Didik Supriyanto, “Menggagas Media Kampus Online.” Makalah disampaikan pada Seminar Cyber Media : Menuju Media Campus Online, 24 Februari 2000 di Kampus UGM Bulaksumur yang diselenggarakan oleh AJI Jakarta dan Majalah Mahasiswa UGM Balairung, diakses pada tanggal 2 Maret 2009.

Amir Effendi Siregar. 1983. Pers Mahasiswa Indonesia. Patah Tumbuh Hilang Berganti. Jakarta: PT. Karya Unipress. Hlm 41.

Garis Besar Perkembangan Pers Indonesia. 1971. Jakarta: SPS Pusat. Hlm. 91-95.

Didik Supriyanto, 1998. op cit, diakses 2 Maret 2009.
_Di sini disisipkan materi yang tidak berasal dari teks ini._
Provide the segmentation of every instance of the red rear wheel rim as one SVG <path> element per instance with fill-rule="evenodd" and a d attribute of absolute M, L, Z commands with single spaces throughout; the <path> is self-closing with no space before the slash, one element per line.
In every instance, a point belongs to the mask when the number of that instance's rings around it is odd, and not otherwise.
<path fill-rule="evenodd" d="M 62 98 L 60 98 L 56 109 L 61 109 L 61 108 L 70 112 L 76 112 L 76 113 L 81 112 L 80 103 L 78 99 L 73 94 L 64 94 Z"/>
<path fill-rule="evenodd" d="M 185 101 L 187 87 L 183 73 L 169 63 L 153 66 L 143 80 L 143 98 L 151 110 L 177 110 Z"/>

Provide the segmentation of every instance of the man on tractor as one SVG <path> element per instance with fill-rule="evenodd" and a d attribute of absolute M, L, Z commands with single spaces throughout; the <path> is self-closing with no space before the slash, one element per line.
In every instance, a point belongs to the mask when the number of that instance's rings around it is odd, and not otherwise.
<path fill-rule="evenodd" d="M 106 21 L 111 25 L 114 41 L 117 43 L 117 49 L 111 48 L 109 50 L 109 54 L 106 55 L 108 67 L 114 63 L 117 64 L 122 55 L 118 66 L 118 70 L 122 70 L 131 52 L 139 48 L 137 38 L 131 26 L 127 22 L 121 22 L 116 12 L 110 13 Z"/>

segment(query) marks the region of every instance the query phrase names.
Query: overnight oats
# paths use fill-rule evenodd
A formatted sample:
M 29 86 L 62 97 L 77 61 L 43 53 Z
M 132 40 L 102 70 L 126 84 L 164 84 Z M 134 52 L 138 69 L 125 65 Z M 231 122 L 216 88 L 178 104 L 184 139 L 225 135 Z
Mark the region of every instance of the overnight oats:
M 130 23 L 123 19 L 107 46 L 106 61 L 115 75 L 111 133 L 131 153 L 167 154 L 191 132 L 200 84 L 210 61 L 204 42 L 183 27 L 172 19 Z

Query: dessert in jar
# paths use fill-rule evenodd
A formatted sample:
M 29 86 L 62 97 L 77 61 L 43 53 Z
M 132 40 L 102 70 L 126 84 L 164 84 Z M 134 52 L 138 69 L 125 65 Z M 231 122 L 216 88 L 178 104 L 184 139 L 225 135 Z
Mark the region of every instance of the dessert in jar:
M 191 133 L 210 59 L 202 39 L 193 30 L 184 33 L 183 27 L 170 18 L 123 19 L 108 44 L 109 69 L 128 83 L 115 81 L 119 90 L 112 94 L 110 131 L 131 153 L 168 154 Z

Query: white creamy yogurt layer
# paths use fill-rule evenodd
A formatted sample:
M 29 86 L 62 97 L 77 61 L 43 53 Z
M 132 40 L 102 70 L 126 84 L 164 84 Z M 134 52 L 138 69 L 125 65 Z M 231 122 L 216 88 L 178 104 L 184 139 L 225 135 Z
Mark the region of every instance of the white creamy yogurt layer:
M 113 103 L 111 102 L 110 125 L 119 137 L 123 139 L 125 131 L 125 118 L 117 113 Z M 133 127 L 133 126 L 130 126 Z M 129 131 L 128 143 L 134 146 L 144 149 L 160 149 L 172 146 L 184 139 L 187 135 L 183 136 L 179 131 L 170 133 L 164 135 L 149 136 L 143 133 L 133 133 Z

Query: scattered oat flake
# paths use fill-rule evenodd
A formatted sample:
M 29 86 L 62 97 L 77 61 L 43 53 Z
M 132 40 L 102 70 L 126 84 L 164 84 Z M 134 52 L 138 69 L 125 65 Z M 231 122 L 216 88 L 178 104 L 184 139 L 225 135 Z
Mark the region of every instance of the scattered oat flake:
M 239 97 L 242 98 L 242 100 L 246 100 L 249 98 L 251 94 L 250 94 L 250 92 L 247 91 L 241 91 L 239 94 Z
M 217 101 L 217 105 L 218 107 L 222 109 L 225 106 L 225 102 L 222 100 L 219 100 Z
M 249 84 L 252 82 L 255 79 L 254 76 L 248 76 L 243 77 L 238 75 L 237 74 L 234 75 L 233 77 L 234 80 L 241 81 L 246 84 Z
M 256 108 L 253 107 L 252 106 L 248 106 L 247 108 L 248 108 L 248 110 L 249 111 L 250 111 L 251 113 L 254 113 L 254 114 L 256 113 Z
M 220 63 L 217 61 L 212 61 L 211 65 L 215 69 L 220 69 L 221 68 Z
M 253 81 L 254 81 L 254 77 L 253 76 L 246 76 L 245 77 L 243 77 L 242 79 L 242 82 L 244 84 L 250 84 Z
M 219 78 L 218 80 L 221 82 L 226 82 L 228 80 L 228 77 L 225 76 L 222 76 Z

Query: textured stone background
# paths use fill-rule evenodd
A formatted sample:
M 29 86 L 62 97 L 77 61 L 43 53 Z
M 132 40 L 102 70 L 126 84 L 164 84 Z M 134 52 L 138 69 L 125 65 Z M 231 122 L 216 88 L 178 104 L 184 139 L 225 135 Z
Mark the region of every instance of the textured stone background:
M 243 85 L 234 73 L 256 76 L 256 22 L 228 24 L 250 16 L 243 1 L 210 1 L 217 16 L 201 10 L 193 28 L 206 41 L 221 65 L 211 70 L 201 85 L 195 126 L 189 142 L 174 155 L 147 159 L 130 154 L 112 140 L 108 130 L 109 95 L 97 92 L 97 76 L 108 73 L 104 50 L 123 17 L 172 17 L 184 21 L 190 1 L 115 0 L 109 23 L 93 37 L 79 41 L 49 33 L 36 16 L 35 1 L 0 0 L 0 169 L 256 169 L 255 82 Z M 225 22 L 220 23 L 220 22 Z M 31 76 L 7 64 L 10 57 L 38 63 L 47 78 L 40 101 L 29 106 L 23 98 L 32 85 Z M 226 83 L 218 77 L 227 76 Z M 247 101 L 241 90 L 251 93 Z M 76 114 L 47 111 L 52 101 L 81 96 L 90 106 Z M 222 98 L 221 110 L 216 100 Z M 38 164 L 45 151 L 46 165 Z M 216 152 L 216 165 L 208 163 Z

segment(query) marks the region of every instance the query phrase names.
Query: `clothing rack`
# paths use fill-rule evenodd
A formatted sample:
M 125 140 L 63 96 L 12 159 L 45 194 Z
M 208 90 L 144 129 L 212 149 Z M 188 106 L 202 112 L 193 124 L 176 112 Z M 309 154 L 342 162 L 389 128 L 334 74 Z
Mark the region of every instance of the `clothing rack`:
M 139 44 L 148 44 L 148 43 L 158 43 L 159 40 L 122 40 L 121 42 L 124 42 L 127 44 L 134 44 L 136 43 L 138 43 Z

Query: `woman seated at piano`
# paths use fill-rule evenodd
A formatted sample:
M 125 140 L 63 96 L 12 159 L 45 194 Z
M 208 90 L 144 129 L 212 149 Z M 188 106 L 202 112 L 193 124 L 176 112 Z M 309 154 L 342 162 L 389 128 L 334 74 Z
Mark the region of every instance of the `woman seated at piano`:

Blog Bungkapit21, diakses 2 maret 2009.

Blog Agus Gussan Susantoro (Presidium Nasional PPMI periode 2000-2001 dari wilayah Jawa Timur), diakses 2 Maret 2009.

Muhammad Hamzah (Mantan Ketua AJI Aceh), disampaikan pada Kegiatan Evaluasi dan ProyeksiPenguatan Program Pers Mahasiswa oleh ACSTF dan YAPIKA di Sabang, 22-25 Februari 2009.

Said Mahyiddin Muhammad, S.Pd.I (Biro Kemahasiswaan Unmuha Aceh), disampaikan pada Kegiatan Evalusi dan Proyeksi Penguatan Pers Mahasiswa oleh ACSTF dan YAPIKA di Sabang, 22-25 Februari 2009.